A Professora Nimsay segurava sua fantasia, identificada descaradamente como a ‘Professora do Amor’, que mais parecia um uniforme escolar saído de um pesadelo hormonal. Ergueu o traje com dois dedos e, com um sorriso tão pedagógico quanto malicioso, declarou:
— Se é para ficar mais tempo com o Quintus… — ela pausou, percebendo o que havia dito — Digo! Para aplicar métodos pedagógicos intensivos de recuperação educacional! É… é pesquisa de campo sobre… sobre psicopedagogia! Sim! — ela tomou outro gole olhando para o professor Gehrman na plateia — Vou escrever uma tese sobre isso!
O jovem Maximus olhou ao redor: família torcendo com faixas, amigos que o venderam rindo da situação, professora embriagada falando coisas questionáveis, um obsessivo o abraçando tal qual um coala, um mascarado filosofando sobre gatos, e um reality show transmitindo sua desgraça para o mundo inteiro.
— EU ODEIO MINHA VIDA! — berrou ele para o universo.
Foi quando as portas se abriram novamente, e uma figura familiar entrou caminhando com elegância natural que fazia todo mundo parar para olhar.
Cabelo castanho brilhante, vestido simples mas que parecia ter sido desenhado por anjos, e um sorriso que fazia Quintus esquecer momentaneamente que sua vida tinha virado um episódio de reality show infernal.
Mirela.
Ela parou na entrada, observou a cena com curiosidade divertida: Quintus fantasiado de galo dramático, ainda sendo abraçado por um cupido obsessivo, cercado por câmeras, família torcendo e amigos rindo, e disse:
— Gustavo me ligou falando que vocês estavam numa ‘situação interessante’ e que eu deveria vir urgentemente — ela olhou diretamente para o jovem Maximus e sorriu — Mas não imaginei que fosse… isso.

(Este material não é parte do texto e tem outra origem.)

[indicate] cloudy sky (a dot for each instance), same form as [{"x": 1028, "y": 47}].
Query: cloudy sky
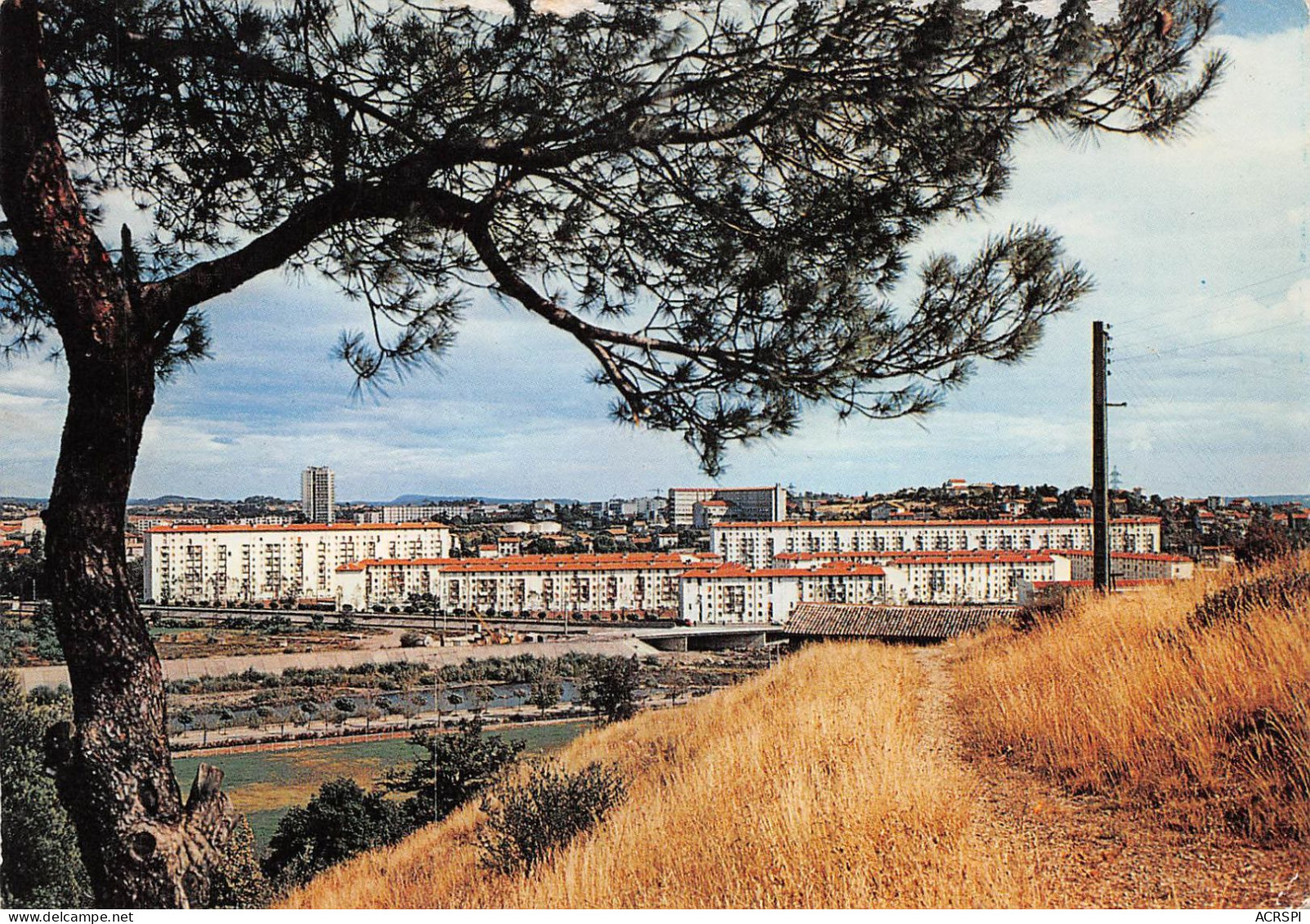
[{"x": 1200, "y": 249}]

Quintus tentou se esconder atrás da própria fantasia de galo, que não oferecia cobertura nenhuma para sua dignidade em frangalhos.
— OI, MIRELA! — disse ele, com voz de galo engasgado — ISSO AQUI É… UMA EXPERIÊNCIA SOCIOLÓGICA MUITO AVANÇADA!

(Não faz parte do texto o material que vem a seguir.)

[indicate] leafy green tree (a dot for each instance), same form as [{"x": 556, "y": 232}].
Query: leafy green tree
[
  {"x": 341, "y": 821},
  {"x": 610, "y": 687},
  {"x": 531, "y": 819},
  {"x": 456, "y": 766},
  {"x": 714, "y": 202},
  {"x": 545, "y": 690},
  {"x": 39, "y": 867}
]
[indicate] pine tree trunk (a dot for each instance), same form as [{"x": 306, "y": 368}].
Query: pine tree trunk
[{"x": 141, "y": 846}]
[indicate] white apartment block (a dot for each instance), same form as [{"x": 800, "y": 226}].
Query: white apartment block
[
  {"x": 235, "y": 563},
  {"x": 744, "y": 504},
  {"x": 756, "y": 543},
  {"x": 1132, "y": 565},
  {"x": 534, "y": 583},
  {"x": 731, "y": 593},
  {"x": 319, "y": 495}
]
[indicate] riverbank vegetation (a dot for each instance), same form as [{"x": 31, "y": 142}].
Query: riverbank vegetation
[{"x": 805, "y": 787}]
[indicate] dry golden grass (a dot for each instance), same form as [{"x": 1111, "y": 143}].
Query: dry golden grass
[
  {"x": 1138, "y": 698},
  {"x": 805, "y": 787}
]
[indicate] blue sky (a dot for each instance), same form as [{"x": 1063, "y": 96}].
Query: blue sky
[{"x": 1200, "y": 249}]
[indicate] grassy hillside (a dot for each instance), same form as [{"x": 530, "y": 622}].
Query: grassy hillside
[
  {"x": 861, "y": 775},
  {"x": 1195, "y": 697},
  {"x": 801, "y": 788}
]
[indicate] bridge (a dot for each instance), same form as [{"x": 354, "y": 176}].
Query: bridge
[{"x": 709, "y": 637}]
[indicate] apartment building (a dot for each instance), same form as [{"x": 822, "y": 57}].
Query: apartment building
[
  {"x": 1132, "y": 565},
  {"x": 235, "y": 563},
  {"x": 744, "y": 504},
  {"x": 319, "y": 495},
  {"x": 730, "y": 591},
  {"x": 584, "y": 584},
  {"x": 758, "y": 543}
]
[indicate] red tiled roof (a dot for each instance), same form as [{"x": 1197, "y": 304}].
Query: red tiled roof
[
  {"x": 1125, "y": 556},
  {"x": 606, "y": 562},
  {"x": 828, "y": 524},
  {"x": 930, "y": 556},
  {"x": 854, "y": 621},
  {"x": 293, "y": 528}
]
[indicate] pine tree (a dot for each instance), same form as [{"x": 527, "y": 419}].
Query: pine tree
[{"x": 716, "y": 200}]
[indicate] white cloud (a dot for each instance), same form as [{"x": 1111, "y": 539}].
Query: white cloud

— Claro que é! — ela riu, pegando o celular — Posso tirar uma foto? Você está adorável de galinho dramático.
E foi nesse momento que Quintus teve uma revelação: ela tinha vindo por ele. Ou talvez só pelo caos gratuito, feito quem vai ao zoológico esperar o macaco fazer algo vergonhoso. Mas ela tinha vindo. E para alguém com o histórico afetivo de uma planta ornamental ignorada, aquilo já parecia um milagre digno de noticiário.

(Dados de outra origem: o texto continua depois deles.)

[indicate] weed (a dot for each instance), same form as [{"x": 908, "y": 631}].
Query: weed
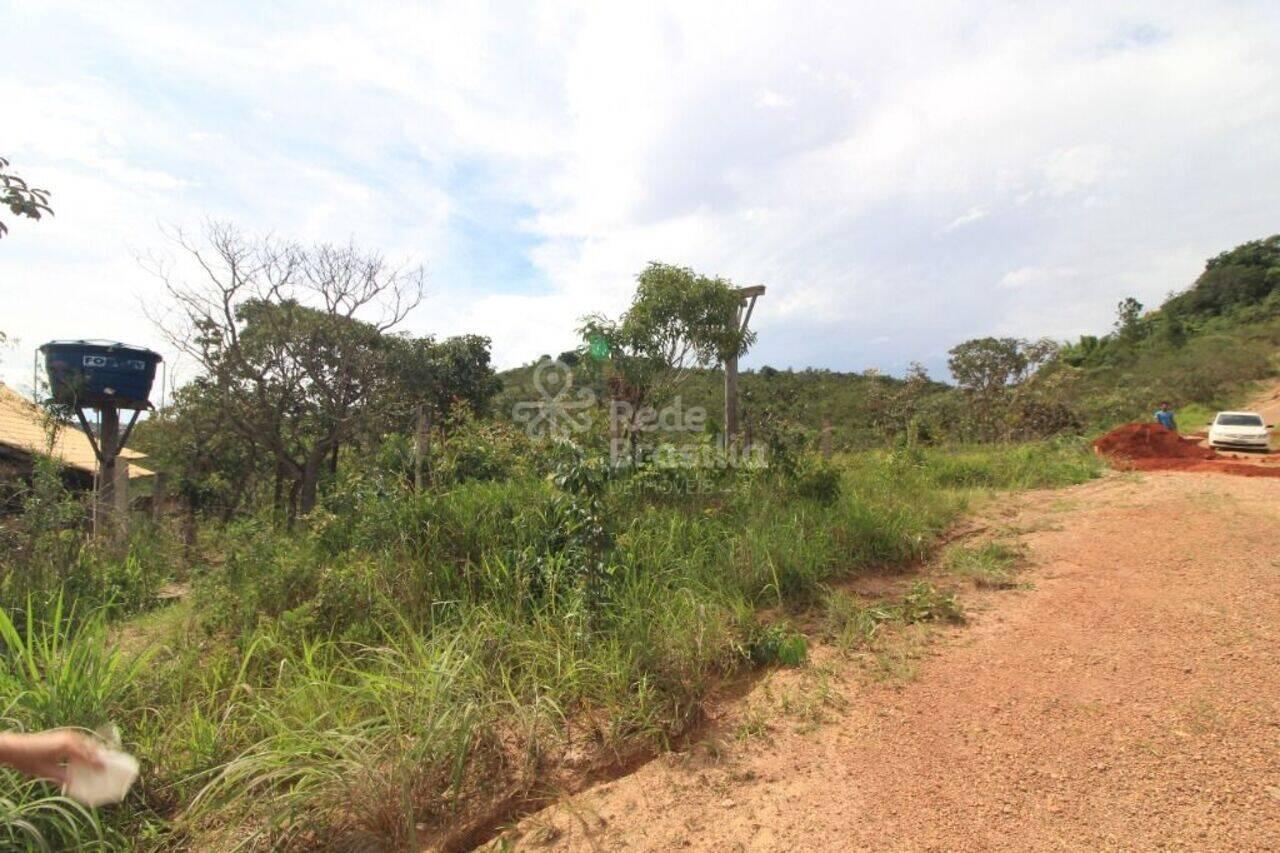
[{"x": 992, "y": 564}]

— E com a chegada de nossa convidada especial. — anunciou Crimson, radiante ao ver os números de audiência escalando à semelhança de fofoca em grupo de família — Oficialmente declaramos aberta a temporada de Big Brother: Vexame Nacional! Que comecem os jogos!
Quintus olhou para Mirela, que estava tirando selfies com ele fantasiado de galo, e pensou:
“Bom, se eu vou me humilhar nacionalmente, pelo menos vai ser na frente da garota mais linda do mundo.”
E pela primeira vez naquela noite insana, ele sorriu de verdade.